Интуитивно, каким-то особым чутьем, присущим педагогу, Сергей Павлович почувствовал, что сейчас с Геннадием можно говорить просто и сердечно о главном: под влиянием ли чудесного наступающего утра, или от нахлынувшего, в беге, ощущения силы, молодости, ловкости, но у Геннадия доверчиво распахнулся душевный мир.

Остановились у рощи, подождать, пока подтянутся остальные. Внизу виднелись станция и просыпающееся село.

Заговорили о будущем, о скором расставании, но мысленно оба все время не отрывались от того самого важного, к чему шли в разговоре, что ждали. Первым начал Сергей Павлович:

— Я совершенно искренне скажу тебе свое мнение — ты в действительности гораздо лучше, чем тот, за кого выдаешь себя.

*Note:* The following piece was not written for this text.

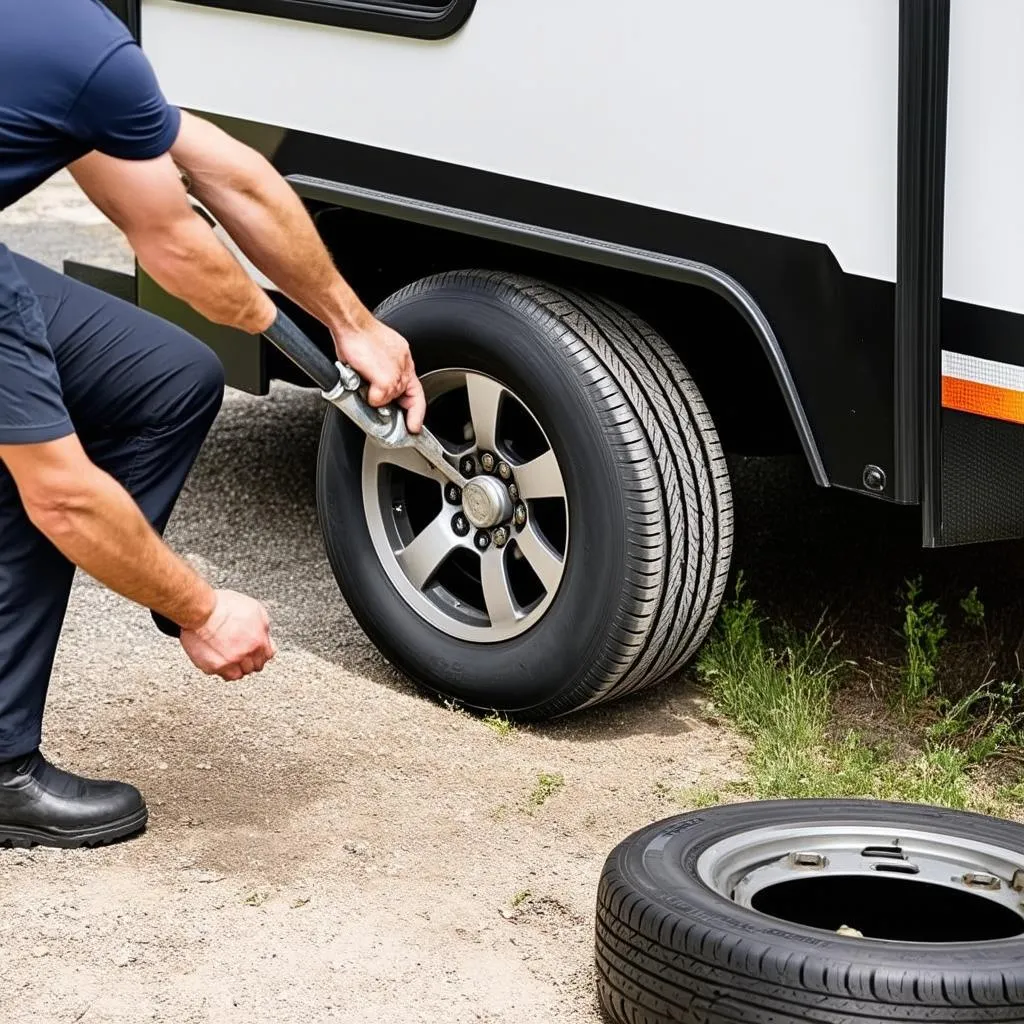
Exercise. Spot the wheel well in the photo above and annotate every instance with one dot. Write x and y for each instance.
(378, 255)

Много напускного, не твоего, а в основе своей ты хороший человек…

Геннадий метнул на капитана полный благодарности взгляд, — словно хотел пожать его руку, но остался на месте, подбородком уперся в шест.

— Больше того, — душевно продолжал Боканов, — я убежден, ты снова будешь в комсомоле… Заслужишь его доверие и уважение… Только надо мужественно бороться за это право.

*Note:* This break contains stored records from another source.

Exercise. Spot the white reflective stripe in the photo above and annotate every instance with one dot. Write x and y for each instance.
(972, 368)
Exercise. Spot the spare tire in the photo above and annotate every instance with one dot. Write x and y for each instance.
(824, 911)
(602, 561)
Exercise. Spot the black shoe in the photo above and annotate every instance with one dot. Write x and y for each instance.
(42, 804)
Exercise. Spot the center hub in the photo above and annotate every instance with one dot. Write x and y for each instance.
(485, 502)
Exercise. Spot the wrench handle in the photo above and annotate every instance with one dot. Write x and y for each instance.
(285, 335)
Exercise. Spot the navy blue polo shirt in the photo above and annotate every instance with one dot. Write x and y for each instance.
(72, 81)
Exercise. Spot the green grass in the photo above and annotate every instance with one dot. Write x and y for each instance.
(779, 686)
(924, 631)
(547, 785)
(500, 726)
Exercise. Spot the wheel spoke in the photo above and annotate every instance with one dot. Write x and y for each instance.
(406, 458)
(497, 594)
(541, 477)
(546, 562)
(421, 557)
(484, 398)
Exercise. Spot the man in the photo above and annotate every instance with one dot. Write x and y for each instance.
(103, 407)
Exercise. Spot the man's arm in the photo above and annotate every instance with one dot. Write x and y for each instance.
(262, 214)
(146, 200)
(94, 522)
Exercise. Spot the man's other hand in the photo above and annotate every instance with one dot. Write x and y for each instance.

И что-то прорвалось внутри Геннадия. Быстро, боясь упустить главное, недоговаривая фраз, перескакивая от одной мысли к другой, юноша начал исповедь, вот-вот готовую сорваться на рыдание.

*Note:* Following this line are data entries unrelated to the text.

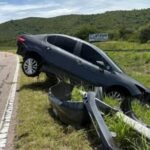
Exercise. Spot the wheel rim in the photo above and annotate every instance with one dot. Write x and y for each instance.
(30, 66)
(115, 95)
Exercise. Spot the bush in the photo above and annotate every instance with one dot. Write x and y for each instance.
(144, 34)
(84, 31)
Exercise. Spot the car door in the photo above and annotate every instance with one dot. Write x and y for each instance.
(98, 76)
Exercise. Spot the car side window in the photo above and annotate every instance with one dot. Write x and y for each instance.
(51, 39)
(65, 43)
(88, 53)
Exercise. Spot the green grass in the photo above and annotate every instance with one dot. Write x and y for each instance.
(37, 128)
(122, 45)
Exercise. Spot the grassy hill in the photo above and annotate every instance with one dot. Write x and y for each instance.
(111, 22)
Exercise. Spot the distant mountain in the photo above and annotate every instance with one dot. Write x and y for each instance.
(110, 22)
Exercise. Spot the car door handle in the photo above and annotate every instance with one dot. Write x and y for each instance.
(79, 62)
(48, 48)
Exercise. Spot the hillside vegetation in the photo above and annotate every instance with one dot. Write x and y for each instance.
(125, 25)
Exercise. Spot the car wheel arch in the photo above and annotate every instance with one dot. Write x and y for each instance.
(119, 88)
(33, 54)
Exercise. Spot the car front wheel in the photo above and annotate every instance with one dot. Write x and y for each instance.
(31, 66)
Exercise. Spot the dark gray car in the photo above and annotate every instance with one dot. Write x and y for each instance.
(66, 56)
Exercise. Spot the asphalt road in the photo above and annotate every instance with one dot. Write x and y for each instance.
(8, 64)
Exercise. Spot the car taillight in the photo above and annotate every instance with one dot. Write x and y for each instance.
(20, 39)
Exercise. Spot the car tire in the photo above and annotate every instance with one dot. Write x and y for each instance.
(116, 94)
(31, 66)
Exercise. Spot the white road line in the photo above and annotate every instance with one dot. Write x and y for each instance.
(135, 125)
(6, 118)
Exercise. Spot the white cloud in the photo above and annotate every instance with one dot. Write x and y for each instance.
(51, 8)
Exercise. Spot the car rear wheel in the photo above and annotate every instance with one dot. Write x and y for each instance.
(31, 66)
(116, 94)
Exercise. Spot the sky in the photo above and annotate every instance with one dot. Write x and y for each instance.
(18, 9)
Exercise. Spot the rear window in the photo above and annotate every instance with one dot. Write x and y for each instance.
(65, 43)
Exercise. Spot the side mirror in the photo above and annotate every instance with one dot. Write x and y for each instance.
(101, 64)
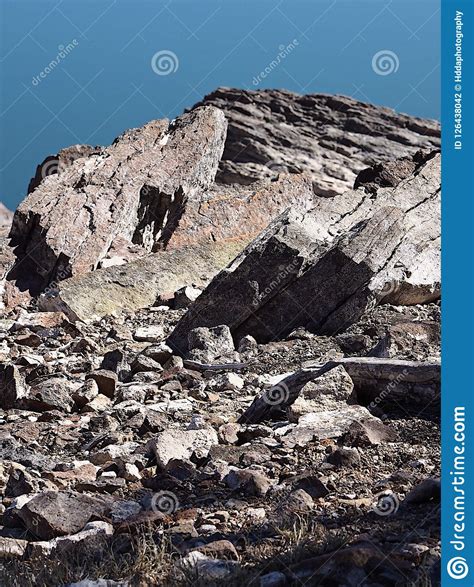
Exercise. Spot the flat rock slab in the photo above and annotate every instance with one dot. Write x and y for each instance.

Только сейчас Боканов заметил, как похудел Геннадий за последние дни, как

осунулся, чего стоила ему напускная бравада, которой хотел он заглушить беспокойный голос совести.

Теперь, отбросив этот, ему самому опротивевший способ самозащиты, Геннадий говорил, говорил… О том, что найденные его записки сделаны им в прошлом году, что сейчас у него совсем иные взгляды и сам он во многом иной, и только из-за глупой гордости не признался в этом на комсомольском собрании, что тяжело, мучительно быть вытолкнутым из среды товарищей, невыносимо жить, если они отворачиваются, перестают верить…

Боканов, успокаивая его, крепко сжал руку в локте:

— Я очень хорошо понимаю тебя, но это поправимо…

…Из-за реки огненным диском вставало солнце. Искрился снег, свисающий с крыш домов гребнями застывшей волны.

Почти из-под ног неохотно вспархивали подмерзшие воробьи. Низко над крышами стлался светлокоричневыми лентами дым из труб. Со станции доносилось усталое попыхивание паровоза — гулкое и частое. И все это — солнечные языки в стеклах домов, серебристые переливы снега, тихое зимнее утро — показалось Геннадию неотъемлемой частью того важного, на всю жизнь важного разговора, что произошел сейчас и положил какую-то новую, решающую грань в его сознании.

А Сергей Павлович почему-то вспомнил недавнее партийное собрание, Зорина, его пепельные, слегка вьющиеся волосы, густые, совсем еще черные брови, глубоко сидящие глаза, в одно и то же время и ласковые и стальные, вспомнил заключительное слово полковника и убежденно повторил, не выпуская из своей руки локоть Геннадия: — Вот посмотришь, это поправимо!

ГЛАВА XV

ВОСПИТАТЕЛЬ ВОСПИТАТЕЛЕЙ

Утро началось с того, что полковнику Зорину позвонили из учебного корпуса и капитан Волгин простуженным голосом — такой бывает у человека, долго пробывшего в дороге и невыспавшегося — доложил, что беглеца Петра Рогова нашли. Зорин ясно представил нелюдимого тринадцатилетнего мальчика с угрюмым взглядом исподлобья и привычкой сосредоточенно покусывать нижнюю губу.

Рогов бежал несколько дней тому назад. Случай этот был особенно непонятен. На пятом году существования училища, когда все ребята уже давно успели полюбить его и, казалось бы, никому в голову не могло придти покинуть училище, — вдруг этот нелепый побег.

— Пришлите его ко мне! — сказал полковник по телефону и, обдумывая предстоящий разговор, прошелся несколько раз по комнате.

Кто-то тихо постучал.

— Войдите!

На пороге остановился Рогов. Оборванный, с виновато глядящими исподлобья глазами, он не осмелился сделать обычный военный доклад о приходе. Сам понимал: это было бы нелепо в такой жалкой, непохожей на военную, одежде…

— Почему ты бежал? — спросил Зорин прямо, и Рогов почувствовал: говорить неправду или молчать нельзя.

Он судорожно втянул воздух и выпалил:

— Я хотел стать знаменитым поэтом… Думал побродяжничать по Руси, набраться впечатлений и написать произведение, которое прогремит на весь мир!

— Но разве ты не понимаешь, что поэту надо быть образованным человеком? — мягче спросил полковник, почувствовав внутреннее облегчение при ответе Рогова.

— А Горький! — страстно воскликнул Петя.